Implementation of the Surviving Sepsis Campaign in Patients With Heart Failure: Gender-Specific Outcomes

Division

East Florida

Hospital

JFK - MU

Document Type

Manuscript

Publication Date

7-11-2020

Keywords

infection, fluids, mortality, cardiomyopathy, gender

Disciplines

Cardiology | Cardiovascular Diseases | Infectious Disease | Pathological Conditions, Signs and Symptoms

Abstract

Background

Limited data exist about the impact of gender-specific outcomes in patients with heart failure (HF) who develop concomitant sepsis.

Methods

This is a retrospective cohort study of patients with HF who developed sepsis. Clinical outcomes, including in-hospital mortality, development of cardiogenic shock (CS), pulmonary edema requiring urgent intravenous diuretics (IVD), acute kidney injury (AKI), length of stay (LOS), and 30-day HF-related readmission, were evaluated in men vs. women.

Results

This cohort of 618 patients includes 272 (44%) women with a mean age of 75±14 years.
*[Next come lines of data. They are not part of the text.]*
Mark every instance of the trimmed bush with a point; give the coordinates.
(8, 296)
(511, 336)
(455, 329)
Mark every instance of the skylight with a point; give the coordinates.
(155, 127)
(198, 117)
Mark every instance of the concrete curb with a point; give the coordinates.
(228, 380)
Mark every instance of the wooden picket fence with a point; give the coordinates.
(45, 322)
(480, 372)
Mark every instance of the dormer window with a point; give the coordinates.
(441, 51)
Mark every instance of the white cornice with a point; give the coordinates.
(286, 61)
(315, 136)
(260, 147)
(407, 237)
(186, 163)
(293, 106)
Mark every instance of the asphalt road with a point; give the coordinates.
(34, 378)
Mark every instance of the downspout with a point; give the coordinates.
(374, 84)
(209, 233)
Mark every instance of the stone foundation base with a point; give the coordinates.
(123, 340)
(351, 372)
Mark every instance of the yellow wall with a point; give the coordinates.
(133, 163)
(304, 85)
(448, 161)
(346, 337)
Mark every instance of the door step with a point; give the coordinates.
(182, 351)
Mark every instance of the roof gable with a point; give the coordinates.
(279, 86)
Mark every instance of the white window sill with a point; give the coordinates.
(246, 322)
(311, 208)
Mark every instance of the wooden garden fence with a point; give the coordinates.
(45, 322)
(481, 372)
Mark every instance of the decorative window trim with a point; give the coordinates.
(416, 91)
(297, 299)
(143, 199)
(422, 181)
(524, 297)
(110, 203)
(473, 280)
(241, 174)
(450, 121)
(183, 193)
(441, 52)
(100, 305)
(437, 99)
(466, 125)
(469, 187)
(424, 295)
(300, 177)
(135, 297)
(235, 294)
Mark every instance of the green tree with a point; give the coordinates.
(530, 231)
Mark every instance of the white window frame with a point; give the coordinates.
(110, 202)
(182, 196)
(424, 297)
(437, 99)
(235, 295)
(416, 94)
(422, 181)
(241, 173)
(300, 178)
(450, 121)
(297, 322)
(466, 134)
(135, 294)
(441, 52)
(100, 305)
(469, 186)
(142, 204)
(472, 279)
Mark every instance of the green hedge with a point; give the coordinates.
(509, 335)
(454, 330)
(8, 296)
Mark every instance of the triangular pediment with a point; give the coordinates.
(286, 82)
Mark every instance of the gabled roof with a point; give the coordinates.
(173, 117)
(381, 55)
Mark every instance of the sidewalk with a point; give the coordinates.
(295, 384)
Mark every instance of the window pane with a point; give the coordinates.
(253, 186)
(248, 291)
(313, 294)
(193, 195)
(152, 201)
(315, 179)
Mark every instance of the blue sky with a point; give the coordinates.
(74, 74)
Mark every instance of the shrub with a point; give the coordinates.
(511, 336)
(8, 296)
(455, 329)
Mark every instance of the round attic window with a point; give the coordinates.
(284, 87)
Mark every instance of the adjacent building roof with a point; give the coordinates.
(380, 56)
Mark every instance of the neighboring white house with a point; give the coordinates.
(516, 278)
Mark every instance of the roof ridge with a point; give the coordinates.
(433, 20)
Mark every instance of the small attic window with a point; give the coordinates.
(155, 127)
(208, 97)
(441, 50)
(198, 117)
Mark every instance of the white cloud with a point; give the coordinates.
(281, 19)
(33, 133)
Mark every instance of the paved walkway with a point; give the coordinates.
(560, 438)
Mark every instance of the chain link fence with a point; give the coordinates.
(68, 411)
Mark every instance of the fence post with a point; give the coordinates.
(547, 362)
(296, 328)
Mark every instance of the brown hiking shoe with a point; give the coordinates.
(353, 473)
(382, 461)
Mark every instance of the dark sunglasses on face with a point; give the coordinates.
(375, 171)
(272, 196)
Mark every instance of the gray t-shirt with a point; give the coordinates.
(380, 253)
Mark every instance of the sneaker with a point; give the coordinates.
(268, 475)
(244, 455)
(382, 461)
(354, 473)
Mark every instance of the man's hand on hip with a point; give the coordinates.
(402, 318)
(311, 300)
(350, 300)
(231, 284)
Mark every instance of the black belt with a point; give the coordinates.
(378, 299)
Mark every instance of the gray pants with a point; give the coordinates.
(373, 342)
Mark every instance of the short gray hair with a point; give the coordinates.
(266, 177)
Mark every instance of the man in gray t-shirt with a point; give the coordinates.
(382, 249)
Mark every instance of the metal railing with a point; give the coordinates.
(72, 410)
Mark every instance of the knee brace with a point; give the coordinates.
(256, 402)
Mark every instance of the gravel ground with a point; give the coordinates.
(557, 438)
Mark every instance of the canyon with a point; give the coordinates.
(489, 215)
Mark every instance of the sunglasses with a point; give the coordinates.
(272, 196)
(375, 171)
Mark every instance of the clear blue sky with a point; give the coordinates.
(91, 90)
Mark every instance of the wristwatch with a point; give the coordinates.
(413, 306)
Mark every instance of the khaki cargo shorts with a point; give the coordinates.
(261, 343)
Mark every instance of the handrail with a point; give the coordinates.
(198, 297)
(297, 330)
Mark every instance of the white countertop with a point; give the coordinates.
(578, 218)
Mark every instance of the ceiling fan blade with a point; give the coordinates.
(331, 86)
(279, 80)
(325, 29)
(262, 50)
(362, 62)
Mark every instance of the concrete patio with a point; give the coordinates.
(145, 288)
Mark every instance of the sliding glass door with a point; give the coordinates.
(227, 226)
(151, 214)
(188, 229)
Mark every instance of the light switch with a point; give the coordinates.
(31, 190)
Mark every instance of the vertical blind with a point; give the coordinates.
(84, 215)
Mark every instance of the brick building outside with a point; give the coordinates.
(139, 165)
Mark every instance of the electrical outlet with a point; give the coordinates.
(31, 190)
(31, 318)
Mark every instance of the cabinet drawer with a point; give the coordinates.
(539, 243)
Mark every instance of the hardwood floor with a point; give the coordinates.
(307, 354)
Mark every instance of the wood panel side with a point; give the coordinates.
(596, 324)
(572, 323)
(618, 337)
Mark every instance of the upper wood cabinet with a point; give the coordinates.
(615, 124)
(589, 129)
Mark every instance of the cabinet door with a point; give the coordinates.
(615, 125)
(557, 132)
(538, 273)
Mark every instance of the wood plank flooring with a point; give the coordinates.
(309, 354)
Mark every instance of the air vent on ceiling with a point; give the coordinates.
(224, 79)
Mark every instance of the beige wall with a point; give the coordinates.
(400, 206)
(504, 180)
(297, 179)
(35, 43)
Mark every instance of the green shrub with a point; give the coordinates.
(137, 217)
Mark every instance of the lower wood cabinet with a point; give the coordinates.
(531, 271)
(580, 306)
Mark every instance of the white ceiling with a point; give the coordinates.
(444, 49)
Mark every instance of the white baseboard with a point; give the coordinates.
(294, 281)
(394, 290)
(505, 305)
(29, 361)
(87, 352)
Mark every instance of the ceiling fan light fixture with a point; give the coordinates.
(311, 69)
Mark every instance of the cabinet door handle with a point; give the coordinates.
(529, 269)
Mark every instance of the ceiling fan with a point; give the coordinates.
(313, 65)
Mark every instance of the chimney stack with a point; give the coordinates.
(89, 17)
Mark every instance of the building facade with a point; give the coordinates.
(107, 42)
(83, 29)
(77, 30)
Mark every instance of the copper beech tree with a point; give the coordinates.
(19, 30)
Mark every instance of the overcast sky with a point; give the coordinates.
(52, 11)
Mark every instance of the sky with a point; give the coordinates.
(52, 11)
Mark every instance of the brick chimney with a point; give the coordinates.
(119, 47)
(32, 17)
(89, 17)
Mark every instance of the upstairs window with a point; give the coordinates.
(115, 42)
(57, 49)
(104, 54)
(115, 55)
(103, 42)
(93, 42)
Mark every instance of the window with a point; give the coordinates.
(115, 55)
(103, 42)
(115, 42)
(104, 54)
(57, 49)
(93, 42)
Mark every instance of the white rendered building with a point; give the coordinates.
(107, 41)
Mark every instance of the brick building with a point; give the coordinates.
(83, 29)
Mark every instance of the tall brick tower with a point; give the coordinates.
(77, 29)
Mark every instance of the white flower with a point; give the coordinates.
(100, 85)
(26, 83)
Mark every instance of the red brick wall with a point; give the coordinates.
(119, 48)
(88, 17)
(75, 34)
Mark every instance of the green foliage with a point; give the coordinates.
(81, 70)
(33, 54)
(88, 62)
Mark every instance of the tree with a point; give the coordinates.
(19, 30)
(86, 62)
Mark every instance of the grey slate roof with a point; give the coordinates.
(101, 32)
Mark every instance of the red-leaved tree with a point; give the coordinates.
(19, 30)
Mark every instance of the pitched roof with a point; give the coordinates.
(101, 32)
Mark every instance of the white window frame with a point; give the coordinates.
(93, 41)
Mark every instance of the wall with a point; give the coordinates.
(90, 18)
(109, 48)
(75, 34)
Coronary artery disease (p<0.0001), diabetes mellitus (p=0.0213), stage ≥ 3 chronic kidney disease (p<0.0001), and HF with reduced ejection fraction (HFrEF) (p=0.0015) were more prevalent in men. The implementation of the Surviving Sepsis Campaign (i.e., intravenous (IV) crystalloids in the first six hours) was more aggressive in women (p=0.0192). There was no difference in in-hospital mortality (p=0.2385) between men and women. After adjusting for HF types, women with HF with preserved ejection fraction (HFpEF) developed more episodes of pulmonary edema requiring urgent IVD (p=0.0389), while men with HFpEF had more CS requiring inotropes (p=0.0400) and a longer LOS (p=0.0434). Conversely, women with HFrEF were most likely to develop CS requiring inotropes (p=0.0132).

Conclusion

Women with HF who developed sepsis receive a more aggressive implementation of the Surviving Sepsis Campaign than men, leading to more pulmonary edema events in women with HFpEF and more cardiogenic shock in women with HFrEF. A cautiously tailored approach is desperately needed for patients with HF who develop sepsis.